What is a pediatric stroke?

A pediatric stroke occurs when blood flow to a particular area of the brain is blocked or interrupted by a blood clot or a broken blood vessel. When this happens, brain cells begin to die, sometimes resulting in brain damage.

It is a myth that strokes only affect older people—they can also happen in teenagers, children, newborns, and just before birth. In fact, stroke is among the top 10 causes of death in children.

The risk of stroke in children is greatest in the first year of life and in the time just before to just after birth. Males and African-American children are at higher risk.

The causes of stroke in adults are high blood pressure, irregular heartbeat, and hardening of the arteries, but these issues are rare in children. Strokes in children tend to be caused by:

  • abnormal clotting
  • artery disease
  • congenital heart defects
  • head or neck trauma
  • immune disorders
  • pregnancy-related high blood pressure in the mother
  • premature rupture of membrane during pregnancy
  • sickle cell disease

Pediatric strokes are also linked to a maternal history of infertility and an infection in the fluid surrounding the baby in the womb.

What are the symptoms of a pediatric stroke?

In newborns and infants, symptoms are:

  • extreme sleepiness
  • favoring one side of the body
  • seizure

In children and teens, symptoms are:

  • dizziness
  • loss of balance or coordination
  • severe headaches
  • sleepiness
  • vomiting

Children usually recover faster than adults because their brains are still growing, yet they may suffer lasting complications from a pediatric stroke, including seizures, weakness, and vision problems.
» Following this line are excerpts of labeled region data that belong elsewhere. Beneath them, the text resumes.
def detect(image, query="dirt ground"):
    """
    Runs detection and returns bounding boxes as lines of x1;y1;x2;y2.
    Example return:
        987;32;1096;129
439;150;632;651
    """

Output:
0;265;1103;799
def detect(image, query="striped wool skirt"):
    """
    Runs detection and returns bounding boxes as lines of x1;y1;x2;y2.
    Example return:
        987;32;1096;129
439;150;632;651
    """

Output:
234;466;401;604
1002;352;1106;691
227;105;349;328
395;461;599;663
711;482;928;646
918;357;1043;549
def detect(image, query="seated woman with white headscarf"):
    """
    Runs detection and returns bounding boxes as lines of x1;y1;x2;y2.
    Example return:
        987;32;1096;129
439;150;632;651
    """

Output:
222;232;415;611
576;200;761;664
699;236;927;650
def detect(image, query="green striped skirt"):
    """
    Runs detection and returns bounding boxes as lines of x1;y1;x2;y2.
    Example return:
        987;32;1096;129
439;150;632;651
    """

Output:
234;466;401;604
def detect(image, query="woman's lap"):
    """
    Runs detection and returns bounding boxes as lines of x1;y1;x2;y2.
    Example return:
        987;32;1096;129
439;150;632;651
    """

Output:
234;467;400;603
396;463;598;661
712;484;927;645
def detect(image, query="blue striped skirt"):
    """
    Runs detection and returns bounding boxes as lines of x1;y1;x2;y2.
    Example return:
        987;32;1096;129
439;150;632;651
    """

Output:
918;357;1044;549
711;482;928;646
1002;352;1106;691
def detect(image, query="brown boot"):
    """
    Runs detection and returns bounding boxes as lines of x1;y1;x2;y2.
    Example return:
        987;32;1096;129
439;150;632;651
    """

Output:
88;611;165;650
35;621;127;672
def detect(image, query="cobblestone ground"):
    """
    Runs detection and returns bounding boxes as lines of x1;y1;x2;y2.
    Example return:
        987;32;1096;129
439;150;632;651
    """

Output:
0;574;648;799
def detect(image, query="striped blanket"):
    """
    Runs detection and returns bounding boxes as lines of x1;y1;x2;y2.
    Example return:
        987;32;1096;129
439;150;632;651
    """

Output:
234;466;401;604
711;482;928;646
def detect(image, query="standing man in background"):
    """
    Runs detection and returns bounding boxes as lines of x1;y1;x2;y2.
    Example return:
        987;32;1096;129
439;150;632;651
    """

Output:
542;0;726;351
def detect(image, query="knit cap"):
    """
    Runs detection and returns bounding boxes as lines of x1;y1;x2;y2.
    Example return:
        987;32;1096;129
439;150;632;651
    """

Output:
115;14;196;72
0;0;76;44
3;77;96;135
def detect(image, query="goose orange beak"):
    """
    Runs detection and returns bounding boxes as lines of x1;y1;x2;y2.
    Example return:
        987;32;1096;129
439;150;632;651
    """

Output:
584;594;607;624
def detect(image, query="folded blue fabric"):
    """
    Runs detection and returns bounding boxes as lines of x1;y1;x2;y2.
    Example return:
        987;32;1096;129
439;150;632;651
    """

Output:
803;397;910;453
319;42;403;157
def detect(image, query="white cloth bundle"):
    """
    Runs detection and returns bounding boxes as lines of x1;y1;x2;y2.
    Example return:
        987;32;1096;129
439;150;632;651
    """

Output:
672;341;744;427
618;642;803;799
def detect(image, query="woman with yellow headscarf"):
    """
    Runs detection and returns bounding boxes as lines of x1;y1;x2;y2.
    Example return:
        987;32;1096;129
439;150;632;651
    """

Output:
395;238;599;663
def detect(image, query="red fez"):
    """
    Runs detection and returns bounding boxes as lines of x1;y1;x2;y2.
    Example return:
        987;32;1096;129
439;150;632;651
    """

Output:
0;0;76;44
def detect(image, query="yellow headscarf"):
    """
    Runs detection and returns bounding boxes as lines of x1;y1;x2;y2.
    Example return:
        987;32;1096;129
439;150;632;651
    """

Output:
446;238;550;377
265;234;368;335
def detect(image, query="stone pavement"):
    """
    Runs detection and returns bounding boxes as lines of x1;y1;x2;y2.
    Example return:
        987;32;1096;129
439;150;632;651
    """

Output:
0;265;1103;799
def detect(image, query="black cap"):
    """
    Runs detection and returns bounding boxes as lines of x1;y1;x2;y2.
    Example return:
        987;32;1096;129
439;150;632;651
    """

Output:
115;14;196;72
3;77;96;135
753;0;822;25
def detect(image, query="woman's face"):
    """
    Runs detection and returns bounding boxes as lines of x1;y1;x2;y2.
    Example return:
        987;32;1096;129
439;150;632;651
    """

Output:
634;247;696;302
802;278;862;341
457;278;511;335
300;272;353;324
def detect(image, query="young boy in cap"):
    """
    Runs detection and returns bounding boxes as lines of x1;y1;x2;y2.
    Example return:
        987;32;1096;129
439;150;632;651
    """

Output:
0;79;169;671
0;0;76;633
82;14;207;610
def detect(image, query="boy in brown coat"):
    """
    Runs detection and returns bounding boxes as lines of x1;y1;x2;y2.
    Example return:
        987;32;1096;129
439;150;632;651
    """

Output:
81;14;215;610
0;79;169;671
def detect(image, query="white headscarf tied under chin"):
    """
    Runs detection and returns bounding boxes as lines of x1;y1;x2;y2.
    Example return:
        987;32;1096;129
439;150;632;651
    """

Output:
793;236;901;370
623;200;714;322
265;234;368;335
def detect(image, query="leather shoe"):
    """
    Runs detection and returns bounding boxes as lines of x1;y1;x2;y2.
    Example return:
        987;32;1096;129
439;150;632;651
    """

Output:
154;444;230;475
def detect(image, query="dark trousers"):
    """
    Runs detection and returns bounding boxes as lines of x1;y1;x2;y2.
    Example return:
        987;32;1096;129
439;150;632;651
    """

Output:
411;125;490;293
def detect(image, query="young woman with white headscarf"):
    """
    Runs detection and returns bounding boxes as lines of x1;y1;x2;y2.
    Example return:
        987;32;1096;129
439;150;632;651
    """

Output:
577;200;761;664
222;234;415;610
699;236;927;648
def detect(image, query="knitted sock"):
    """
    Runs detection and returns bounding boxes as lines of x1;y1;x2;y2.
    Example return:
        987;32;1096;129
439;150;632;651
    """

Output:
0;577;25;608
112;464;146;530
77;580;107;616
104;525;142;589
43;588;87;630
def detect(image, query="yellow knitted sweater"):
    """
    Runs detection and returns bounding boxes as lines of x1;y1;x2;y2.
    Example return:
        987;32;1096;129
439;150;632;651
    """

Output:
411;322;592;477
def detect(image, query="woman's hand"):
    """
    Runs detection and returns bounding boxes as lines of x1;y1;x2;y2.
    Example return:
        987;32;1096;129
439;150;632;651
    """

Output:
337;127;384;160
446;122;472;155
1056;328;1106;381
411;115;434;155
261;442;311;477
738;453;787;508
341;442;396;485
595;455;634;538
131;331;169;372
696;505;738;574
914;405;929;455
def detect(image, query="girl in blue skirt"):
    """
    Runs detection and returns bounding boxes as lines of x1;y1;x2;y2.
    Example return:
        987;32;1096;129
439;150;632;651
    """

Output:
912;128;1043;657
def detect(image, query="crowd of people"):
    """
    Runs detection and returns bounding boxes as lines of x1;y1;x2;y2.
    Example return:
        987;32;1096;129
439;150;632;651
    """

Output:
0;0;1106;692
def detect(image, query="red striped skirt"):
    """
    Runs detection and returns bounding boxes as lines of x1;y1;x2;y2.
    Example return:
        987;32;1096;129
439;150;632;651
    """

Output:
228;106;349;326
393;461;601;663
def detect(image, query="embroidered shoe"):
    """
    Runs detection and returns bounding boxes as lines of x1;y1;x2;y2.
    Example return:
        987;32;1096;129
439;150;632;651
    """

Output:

How are pediatric strokes treated?

Treatments for pediatric strokes are:

  • anti-thrombotic medications to prevent blood clots from forming (used in children but usually not for infants)
  • blood transfusions for children who also suffer from sickle cell disease.
  • control of high blood pressure
  • detection and treatment of seizures with EEG monitoring and anti-convulsant medication
  • management of intracranial pressure
  • supportive care to maintain normal body temperature, proper hydration, and normal blood sugar levels

Surgery may be performed to relieve pressure on the brain caused by hemorrhagic stroke (when blood vessels that supply the brain rupture) and less often by ischemic stroke (an obstruction of the blood vessels in the brain).